2.1 Utilité des tâches expérimentales

D’abord, les résultats issus de la présente thèse réitèrent la pertinence d’utiliser des tâches expérimentales élaborées à partir de modèles théoriques afin de mieux comprendre les processus cognitifs spécifiques impliqués dans la pathologie. En ce qui concerne le fonctionnement de la mémoire, il était déjà bien documenté que les HRG présentent des anomalies globales en mémoire épisodique, tel que fréquemment mesuré via des tâches classiques. Toutefois, de nombreux processus sont à l’œuvre afin de permettre un fonctionnement mnésique optimal et la présence d’atteintes sur des tâches classiques ne permet pas d’identifier précisément les processus responsables du déficit mnésique global. La tâche de mémoire de source que nous avons développée a permis de répliquer la présence d’une atteinte en reconnaissance de l’information mémorisée, mais a également permis de mieux comprendre l’origine de cette altération en départageant les processus préservés et déficitaires présents chez les HRG. En précisant les processus atteints, il

113 devient alors possible de mieux caractériser les atteintes présentes avant l’apparition de la pathologie et de cibler plus précisément les marqueurs d’intérêt dans l’évaluation du risque et des trajectoires développementales de la psychose. Par ailleurs, si on considère l’hypothèse selon laquelle les atteintes cognitives découlent des anomalies génétiques associées à la pathologie, et donc sont la manifestation d’un génotype de risque tel que postulé par la théorie des endophénotypes en psychiatrie (Gottesman & Gould, 2003), il est possible que l’étude de processus ciblés permette d’orienter plus précisément la recherche génétique. En effet, l’identification des processus spécifiques qui sont déficitaires dans la pathologie permet de réaliser des études d’association avec des construits plus épurés et donc possiblement associés à un nombre réduit de déterminants génétiques, ce qui permet d’aiguiller plus aisément la recherche génétique.

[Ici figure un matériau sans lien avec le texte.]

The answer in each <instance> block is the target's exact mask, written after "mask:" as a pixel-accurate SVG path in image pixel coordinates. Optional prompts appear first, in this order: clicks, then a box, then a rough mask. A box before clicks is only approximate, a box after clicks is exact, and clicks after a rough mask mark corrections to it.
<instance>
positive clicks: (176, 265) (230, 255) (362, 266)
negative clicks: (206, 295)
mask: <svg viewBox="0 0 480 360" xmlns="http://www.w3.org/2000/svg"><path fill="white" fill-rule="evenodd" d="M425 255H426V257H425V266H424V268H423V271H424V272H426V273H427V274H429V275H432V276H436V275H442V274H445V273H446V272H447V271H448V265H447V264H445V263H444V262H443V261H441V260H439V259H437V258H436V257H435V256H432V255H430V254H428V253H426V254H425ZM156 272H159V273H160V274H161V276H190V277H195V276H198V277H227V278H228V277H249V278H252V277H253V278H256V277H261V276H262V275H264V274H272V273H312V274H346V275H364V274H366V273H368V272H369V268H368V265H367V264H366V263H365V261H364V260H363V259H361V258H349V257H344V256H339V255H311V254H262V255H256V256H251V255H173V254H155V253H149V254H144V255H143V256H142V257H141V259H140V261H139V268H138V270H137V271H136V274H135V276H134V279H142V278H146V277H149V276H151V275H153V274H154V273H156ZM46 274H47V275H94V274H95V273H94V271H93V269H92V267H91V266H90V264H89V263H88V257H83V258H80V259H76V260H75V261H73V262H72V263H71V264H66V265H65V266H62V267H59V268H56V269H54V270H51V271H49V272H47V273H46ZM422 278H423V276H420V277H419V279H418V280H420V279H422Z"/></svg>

L’évaluation de la mémoire de source chez un échantillon HRG a également permis de démontrer qu’il s’agit d’un construit sensible chez cette population, pouvant être utilisé au moins dès l’âge de 9 ans. De ce fait, il s’agit d’un construit permettant de cibler tôt dans le développement les marqueurs cognitifs associés à la psychose. La mémoire de source apparaît conséquemment être un élément pertinent à évaluer dans les études de dépistage de risque ou dans les suivis longitudinaux s’intéressant aux trajectoires développementales associées à la vulnérabilité à développer un trouble psychotique.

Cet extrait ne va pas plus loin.